Les lois suivantes ont été promulguées depuis le début du troisième mandat présidentiel de Poutine en mai 2012 :

La Loi fédérale sur les rassemblements - juin 2012.

En juin 2012, le président Poutine a avalisé des modifications dans la «législation fédérale sur les rassemblements publics» qui règlent les conditions d'autorisation, les responsabilités et les sanctions en lien avec l'organisation de manifestations et d'événements publics. En même temps, les sanctions pour les infractions administratives ont été alourdies. Les modifications visent à dresser des barrières encore plus hautes à la tenue d'événements politiques et à décourager celles et ceux qui les organisent au moyen de sanctions plus dures.

La loi sur les «agents étrangers» - novembre 2012

La loi sur les «agents étrangers» contient de nouvelles dispositions concernant les «organisations non-commerciales». Conformément à ces dispositions, les ONG russes sont obligées de se faire enregistrer auprès du Ministère de la Justice en tant «qu'agents étrangers» dès lors qu'elles sont soutenues financièrement par des fonds étrangers et sont «actives politiquement». Le but recherché est clair. D'une part, la formulation délibérément vague de la notion «d'activités politiques» sert à mettre des bâtons dans les roues ou même à fermer des organisations des droits humains qui émettent des critiques. D'autre part, qualifier les ONG «d'agents étrangers» est un moyen de les discréditer et de les stigmatiser aux yeux du public. Au printemps 2013, les autorités ont effectué des descentes dans les bureaux de nombreuses ONG qui ont parfois pris la forme de razzias; celui d'Amnesty International à Moscou n'a pas été épargné.

L'interdiction de la «propagande homosexuelle» - juin 2013
La loi doit «protéger les enfants de tout matériel conduisant au rejet des valeurs traditionnelles» et interdit la «propagande en faveur de relations sexuelles non traditionnelles chez les mineurs». Par «faire de la propagande», on entend la «diffusion d'informations qui prônent ou rendent attrayante une orientation sexuelle non traditionnelle et qui, de manière erronée, mettent sur un pied d'égalité les relations sexuelles traditionnelles et non traditionnelles ou la diffusion forcée d'informations qui cherchent à éveiller un intérêt pour de telles relations». Cette nouvelle loi homophobe sert à limiter les droits des lesbiennes, gays, personnes bisexuelles, transgenres et intersexuées (LGBTI). Elle légitime en outre indirectement de nombreux actes de violence homophobes en Russie.
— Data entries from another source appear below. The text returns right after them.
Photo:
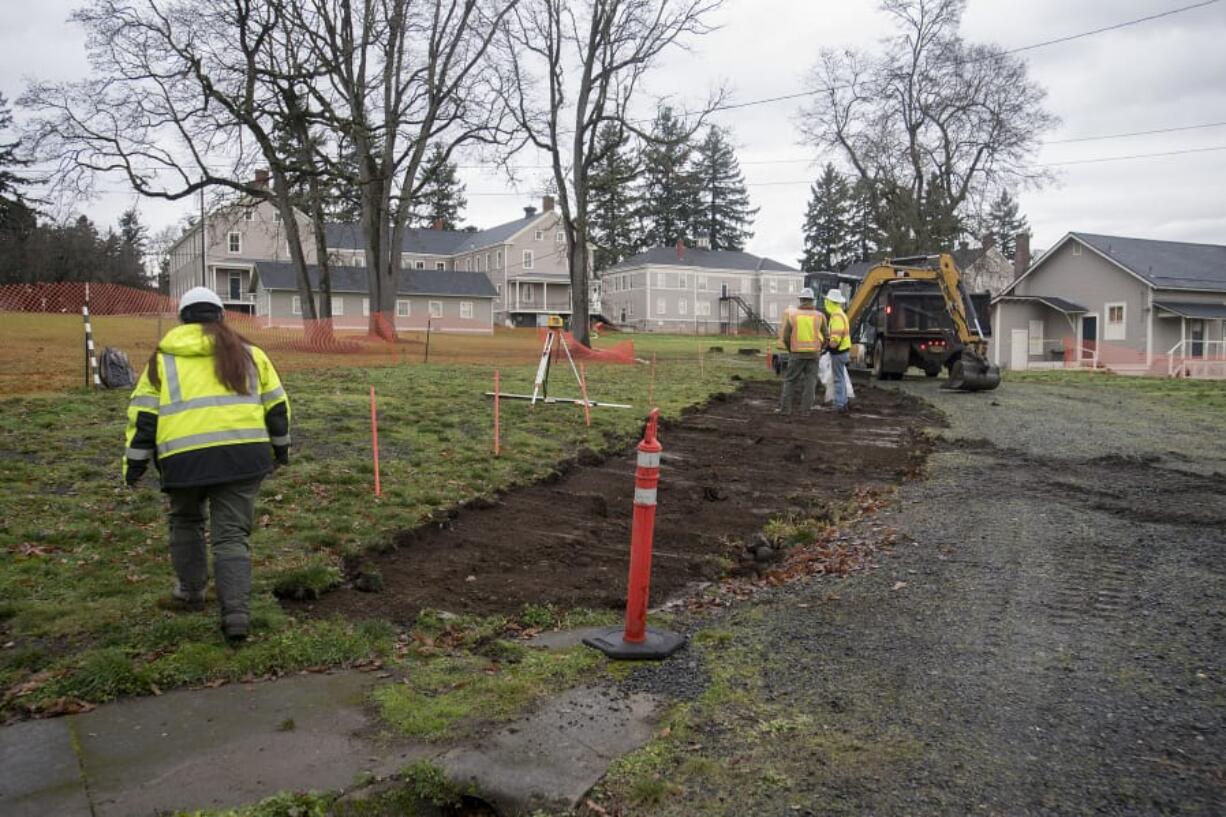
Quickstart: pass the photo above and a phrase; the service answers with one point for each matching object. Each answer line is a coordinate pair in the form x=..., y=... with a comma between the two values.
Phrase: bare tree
x=392, y=77
x=933, y=125
x=575, y=66
x=184, y=98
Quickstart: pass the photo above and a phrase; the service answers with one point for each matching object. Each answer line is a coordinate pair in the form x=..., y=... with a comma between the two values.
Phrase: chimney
x=1020, y=254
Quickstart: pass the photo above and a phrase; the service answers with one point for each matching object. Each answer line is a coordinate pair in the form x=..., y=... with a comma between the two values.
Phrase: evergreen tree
x=725, y=214
x=1004, y=222
x=441, y=198
x=829, y=237
x=613, y=200
x=670, y=187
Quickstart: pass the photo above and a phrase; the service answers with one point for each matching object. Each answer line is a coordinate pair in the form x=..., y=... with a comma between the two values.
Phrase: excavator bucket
x=972, y=373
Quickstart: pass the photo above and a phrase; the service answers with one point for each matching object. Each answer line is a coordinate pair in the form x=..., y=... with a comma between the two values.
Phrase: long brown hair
x=232, y=361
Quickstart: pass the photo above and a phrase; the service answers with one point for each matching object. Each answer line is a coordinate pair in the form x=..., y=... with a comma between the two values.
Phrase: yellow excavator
x=894, y=325
x=899, y=319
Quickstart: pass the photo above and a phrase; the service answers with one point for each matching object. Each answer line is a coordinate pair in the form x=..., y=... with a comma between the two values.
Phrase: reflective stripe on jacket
x=840, y=339
x=802, y=330
x=197, y=431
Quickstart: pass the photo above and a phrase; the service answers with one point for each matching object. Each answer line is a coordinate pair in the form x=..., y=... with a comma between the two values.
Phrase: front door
x=1089, y=339
x=1019, y=352
x=1197, y=335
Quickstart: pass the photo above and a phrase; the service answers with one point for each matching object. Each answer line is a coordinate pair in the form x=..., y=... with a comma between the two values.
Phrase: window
x=1035, y=337
x=1115, y=328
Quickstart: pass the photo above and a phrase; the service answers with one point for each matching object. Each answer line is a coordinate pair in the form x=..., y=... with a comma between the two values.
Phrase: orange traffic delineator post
x=635, y=640
x=374, y=439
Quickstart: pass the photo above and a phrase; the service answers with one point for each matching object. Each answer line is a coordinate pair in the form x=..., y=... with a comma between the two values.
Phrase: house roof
x=1191, y=309
x=430, y=242
x=1058, y=304
x=701, y=258
x=281, y=275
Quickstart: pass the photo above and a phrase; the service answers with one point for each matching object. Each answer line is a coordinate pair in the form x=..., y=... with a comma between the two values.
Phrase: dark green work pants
x=231, y=510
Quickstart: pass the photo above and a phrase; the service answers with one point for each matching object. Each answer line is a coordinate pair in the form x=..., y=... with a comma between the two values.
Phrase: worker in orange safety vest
x=802, y=334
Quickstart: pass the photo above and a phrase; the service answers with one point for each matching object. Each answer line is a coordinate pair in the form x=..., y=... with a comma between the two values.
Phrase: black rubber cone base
x=655, y=647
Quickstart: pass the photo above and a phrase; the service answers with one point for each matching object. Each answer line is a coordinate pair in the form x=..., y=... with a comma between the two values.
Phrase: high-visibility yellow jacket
x=194, y=428
x=840, y=335
x=801, y=330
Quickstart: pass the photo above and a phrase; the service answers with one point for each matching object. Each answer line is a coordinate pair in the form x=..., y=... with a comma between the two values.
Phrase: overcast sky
x=1155, y=75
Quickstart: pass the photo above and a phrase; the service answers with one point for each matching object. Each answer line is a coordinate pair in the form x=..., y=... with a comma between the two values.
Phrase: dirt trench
x=726, y=470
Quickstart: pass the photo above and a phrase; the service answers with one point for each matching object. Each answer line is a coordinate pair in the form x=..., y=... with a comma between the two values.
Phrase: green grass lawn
x=83, y=561
x=1193, y=394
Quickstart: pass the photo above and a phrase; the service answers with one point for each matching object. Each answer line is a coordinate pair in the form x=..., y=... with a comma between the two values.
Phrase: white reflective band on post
x=232, y=436
x=205, y=402
x=172, y=378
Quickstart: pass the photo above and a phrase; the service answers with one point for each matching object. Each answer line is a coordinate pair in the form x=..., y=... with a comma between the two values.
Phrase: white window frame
x=1035, y=331
x=1115, y=330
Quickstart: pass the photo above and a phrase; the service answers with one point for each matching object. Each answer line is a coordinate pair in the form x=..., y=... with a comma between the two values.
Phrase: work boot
x=184, y=600
x=236, y=628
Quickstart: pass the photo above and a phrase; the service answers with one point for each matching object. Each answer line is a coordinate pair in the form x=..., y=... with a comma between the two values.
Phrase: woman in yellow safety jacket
x=212, y=417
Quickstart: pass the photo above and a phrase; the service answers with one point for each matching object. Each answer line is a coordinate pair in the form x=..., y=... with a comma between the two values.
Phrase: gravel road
x=1047, y=640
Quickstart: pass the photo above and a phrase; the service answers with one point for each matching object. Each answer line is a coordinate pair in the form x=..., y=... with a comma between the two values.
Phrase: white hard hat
x=200, y=295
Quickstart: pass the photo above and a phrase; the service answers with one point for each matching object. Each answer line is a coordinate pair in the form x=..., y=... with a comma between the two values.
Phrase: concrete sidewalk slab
x=39, y=772
x=555, y=756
La loi sur le «blasphème» - juillet 2013

D'après cette loi, les auteurs d'actions publiques qui portent atteinte au sentiment religieux et au respect des croyants risquent des amendes draconiennes allant jusqu'à 500 000 roubles (11 000 euros) et des peines de prison allant jusqu'à un an. Des manifestations dans des lieux religieux peuvent même être sanctionnées par trois ans de prison et des amendes encore plus élevées. Cette loi supplémentaire est de toute évidence une réponse au cas du groupe féministe punk des Pussy Riot, condamné un an auparavant après une représentation contestée dans une importante église orthodoxe de Moscou. Avec l'adoption de cette «loi sur le blasphème», les autorités disposent à présent d'une base légale pour prononcer des condamnations dans des cas similaires.

Communiqué de presse publié le 7 novembre 2013, Washington, Lausanne.